In September, Facebook went down briefly after its engineers applied an infrastructure configuration change.
As a result of Tuesday’s Blob bug, Azure services were interrupted in six availability zones in the U.S., two in Europe, and four in Asia. Affected services included everything from Azure Storage to virtual machines, backup, machine learning, and HDInsights, Microsoft’s cloud-based Hadoop distribution.
The Azure team’s standard protocol dictates that changes are applied in small batches, but this update was made quickly across most regions, which Zander described as an “operational error.”
The bug showed itself during an upgrade that was supposed to improve performance of the storage service. The team had been testing the upgrade on some production clusters in the weeks running up to the mass deployment, but the issue did not surface during testing, Zander wrote.
Once the issue was discovered, the team rolled the update back, but storage frontends needed to be restarted.
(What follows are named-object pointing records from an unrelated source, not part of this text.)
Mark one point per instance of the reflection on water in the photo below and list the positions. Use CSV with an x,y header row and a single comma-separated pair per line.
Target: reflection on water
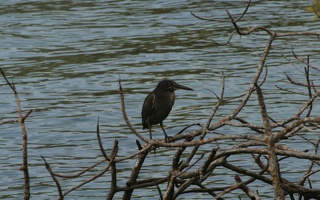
x,y
66,57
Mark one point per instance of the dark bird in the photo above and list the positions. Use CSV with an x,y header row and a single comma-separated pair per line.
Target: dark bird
x,y
158,104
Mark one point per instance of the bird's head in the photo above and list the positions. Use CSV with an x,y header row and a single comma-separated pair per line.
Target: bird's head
x,y
170,85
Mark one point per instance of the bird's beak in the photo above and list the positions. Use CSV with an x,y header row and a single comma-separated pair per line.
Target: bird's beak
x,y
177,86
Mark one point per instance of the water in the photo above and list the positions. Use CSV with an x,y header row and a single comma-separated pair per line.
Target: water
x,y
66,57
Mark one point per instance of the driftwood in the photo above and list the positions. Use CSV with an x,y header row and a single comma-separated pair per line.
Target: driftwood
x,y
265,144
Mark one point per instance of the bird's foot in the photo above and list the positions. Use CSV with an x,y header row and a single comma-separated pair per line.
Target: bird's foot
x,y
168,139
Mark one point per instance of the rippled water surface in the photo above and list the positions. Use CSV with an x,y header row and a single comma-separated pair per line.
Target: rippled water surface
x,y
66,57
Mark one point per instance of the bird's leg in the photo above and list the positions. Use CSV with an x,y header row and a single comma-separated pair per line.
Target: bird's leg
x,y
165,134
154,150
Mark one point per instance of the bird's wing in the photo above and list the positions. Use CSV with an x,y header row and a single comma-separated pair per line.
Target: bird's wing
x,y
147,108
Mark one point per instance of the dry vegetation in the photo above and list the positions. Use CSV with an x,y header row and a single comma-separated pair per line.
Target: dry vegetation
x,y
264,144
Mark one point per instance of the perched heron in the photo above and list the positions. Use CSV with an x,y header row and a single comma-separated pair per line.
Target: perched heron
x,y
158,104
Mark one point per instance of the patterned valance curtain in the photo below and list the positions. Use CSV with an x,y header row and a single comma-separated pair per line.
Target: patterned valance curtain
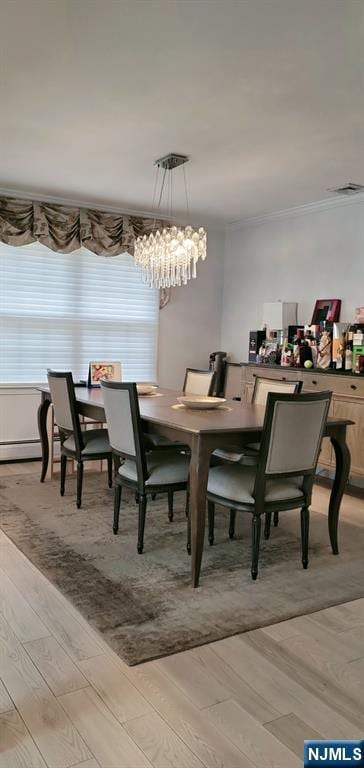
x,y
65,229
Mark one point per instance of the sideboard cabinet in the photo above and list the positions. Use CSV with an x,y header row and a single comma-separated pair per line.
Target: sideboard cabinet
x,y
347,401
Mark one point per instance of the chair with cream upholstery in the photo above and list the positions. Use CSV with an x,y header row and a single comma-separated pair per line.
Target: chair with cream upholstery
x,y
145,472
75,444
284,474
262,387
198,382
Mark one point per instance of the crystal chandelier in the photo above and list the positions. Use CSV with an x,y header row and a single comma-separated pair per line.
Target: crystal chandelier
x,y
169,255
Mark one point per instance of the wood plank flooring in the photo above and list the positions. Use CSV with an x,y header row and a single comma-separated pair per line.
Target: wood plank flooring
x,y
245,702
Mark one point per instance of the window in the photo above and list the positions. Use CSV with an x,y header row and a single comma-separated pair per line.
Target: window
x,y
63,310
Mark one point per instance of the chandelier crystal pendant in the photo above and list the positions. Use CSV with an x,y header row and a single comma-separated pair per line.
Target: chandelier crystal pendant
x,y
169,256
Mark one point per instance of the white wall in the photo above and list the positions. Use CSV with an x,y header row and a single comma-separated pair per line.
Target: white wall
x,y
312,253
190,325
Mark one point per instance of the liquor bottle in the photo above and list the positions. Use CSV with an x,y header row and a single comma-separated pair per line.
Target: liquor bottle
x,y
349,350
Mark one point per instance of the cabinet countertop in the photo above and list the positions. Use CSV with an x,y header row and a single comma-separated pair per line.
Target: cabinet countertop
x,y
328,371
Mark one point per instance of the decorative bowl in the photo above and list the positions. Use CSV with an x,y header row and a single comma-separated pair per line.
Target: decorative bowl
x,y
201,402
146,389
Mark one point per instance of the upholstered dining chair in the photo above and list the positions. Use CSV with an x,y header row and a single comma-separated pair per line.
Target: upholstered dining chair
x,y
146,472
262,386
198,382
76,444
284,474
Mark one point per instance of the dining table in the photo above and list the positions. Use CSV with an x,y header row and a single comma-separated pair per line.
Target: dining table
x,y
233,423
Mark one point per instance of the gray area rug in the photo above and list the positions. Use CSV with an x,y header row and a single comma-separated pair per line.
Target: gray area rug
x,y
143,605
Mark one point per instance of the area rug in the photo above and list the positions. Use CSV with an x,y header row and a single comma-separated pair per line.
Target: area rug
x,y
143,605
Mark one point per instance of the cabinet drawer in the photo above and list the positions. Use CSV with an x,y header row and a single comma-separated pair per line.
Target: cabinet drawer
x,y
348,386
318,382
286,374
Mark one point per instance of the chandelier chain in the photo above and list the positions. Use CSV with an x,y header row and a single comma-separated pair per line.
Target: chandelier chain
x,y
169,257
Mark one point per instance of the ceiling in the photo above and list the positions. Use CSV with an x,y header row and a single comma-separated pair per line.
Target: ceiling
x,y
265,96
Performance issues persisted for close to 11 hours on Wednesday.
Because the outage had such a wide-ranging impact on the Azure infrastructure, the team could not communicate with its users through the cloud’s Service Health Dashboard, resorting to Twitter and other social media instead.
Zander outlined four steps his team would take to prevent a repeat occurrence of such incidents:
- Ensure that the deployment tools enforce the standard protocol of applying production changes in incremental batches is always followed.
- Improve the recovery methods to minimize the time to recovery.
- Fix the infinite loop bug in the CPU reduction improvement from the Blob Front-Ends before it is rolled out into production.
- Improve Service Health Dashboard Infrastructure and protocols.